Zur Untreuestrafbarkeit gemeindlicher Vertreter
Hauke Hinrichs
Die Frage nach einer Untreuestrafbarkeit gemeindlicher Vertreter wirft besondere Fragen auf. Der Verfasser arbeitet diese heraus und führt sie unter begleitender Schilderung tatsächlicher Fälle einer konsistenten Lösung zu. Im ersten Teil wird die grundsätzliche Möglichkeit der strafrechtlichen Verfolgung gemeindlicher Vertreter wegen Untreue u.a. unter weitestgehender Ablehnung ihrer Indemnität und Immunität bejaht.

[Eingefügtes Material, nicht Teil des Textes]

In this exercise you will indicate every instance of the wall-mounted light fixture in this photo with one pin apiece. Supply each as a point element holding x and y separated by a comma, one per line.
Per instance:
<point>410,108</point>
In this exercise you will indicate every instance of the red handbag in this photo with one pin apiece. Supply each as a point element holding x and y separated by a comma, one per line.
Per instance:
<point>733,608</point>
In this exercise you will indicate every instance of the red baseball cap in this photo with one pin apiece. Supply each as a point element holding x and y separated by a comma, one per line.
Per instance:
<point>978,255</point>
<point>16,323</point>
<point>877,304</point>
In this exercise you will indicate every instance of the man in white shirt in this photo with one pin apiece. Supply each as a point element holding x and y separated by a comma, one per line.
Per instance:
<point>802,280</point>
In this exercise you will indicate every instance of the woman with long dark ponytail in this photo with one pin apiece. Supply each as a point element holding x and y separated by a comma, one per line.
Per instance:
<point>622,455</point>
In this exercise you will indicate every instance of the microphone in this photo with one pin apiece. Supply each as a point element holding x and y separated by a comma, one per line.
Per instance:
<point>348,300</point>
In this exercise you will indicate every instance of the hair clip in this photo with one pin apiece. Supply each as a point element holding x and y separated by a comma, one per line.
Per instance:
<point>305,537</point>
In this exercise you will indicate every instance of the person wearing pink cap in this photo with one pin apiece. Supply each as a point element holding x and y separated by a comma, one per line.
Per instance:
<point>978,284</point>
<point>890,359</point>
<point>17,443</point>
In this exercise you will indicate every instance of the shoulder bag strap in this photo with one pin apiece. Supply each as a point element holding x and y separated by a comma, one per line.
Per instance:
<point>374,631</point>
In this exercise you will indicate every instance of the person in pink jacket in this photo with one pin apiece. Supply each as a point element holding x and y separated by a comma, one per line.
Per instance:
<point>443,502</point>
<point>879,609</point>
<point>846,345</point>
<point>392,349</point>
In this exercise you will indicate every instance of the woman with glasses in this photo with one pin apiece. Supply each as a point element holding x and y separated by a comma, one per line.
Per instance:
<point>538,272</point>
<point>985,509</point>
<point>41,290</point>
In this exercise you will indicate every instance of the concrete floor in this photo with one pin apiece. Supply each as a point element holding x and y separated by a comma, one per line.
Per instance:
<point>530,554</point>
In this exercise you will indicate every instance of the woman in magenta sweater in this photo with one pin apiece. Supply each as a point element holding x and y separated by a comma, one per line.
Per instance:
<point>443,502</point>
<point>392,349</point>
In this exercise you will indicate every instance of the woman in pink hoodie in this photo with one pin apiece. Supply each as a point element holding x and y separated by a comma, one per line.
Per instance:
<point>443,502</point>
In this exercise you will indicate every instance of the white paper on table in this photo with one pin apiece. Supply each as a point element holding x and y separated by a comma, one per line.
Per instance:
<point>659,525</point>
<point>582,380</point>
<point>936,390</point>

Im Anschluss daran geht der Verfasser auf die Genese des Tatbestandes der Untreue, insbesondere auf die Bemühungen zur Schaffung eines solchen der Amtsuntreue ein, beleuchtet er die europäische Rechtslage und die allgemeine Deliktsnatur des § 266 Abs. 1 StGB. Den Schwerpunkt der Studie bildet der dritte Teil. Darin legt der Verfasser dar, dass sämtliche gemeindliche Vertreter aufgrund der Vorgaben zur Wirtschaftlichkeit und Sparsamkeit in den Gemeindeverfassungen eine arteigene Vermögensbetreuungspflicht i.S.d. § 266 Abs. 1 StGB trifft, die sich als äußerer Begrenzungsrahmen bei der Wahrnehmung des den Gemeinden in Art. 28 Abs. 2 S. 1 GG garantierten Selbstverwaltungsrechts darstellt. Das von dem 1. Strafsenat des BGH geschaffene und von weiten Teilen der Literatur anerkannte Institut der gravierenden Pflichtverletzung lehnt der Verfasser mit überzeugender Argumentation ab. Gleiches gilt für den zwischenzeitlich auch vom 1. Strafsenat des BGH abgelehnten Gefährdungsschaden. Die Relevanz der betreffenden Streitstände für die Untreuestrafbarkeit gemeindlicher Vertreter führt der Verfasser anhand von realen Fällen vor Augen. Des weiteren macht er sich mit Auseinandersetzungen zu einem besonders engen Zusammenhang zwischen Pflichtverletzung und Vermögensnachteil für eine restriktive Auslegung des Tatbestandes stark. Im Anschluss daran geht er erschöpfend auf die Zulässigkeit der Zahlung von Geldstrafen, -auflagen und -bußen, sowie Verfahrens- und Verteidigerkosten für Bedienstete der Gemeinden ein. Schließlich erarbeitet der Verfasser in Abhängigkeit zu seinem Ergebnis zu den Voraussetzungen an eine objektiv-tatbestandliche Pflichtverletzung einen Vorschlag zur Behandlung von Irrtümern über die Pflichtwidrigkeit, für die bisher alle theoretisch denkbaren Möglichkeiten als angezeigt vertreten werden. Das Werk ist vor allem für die Praxis wegweisend. Der Autor ist als Richter am Amtsgericht – auch unter Abordnung an ein Landgericht in der dortigen Wirtschaftsstrafkammer – langjährig im Wirtschaftsstrafrecht tätig gewesen.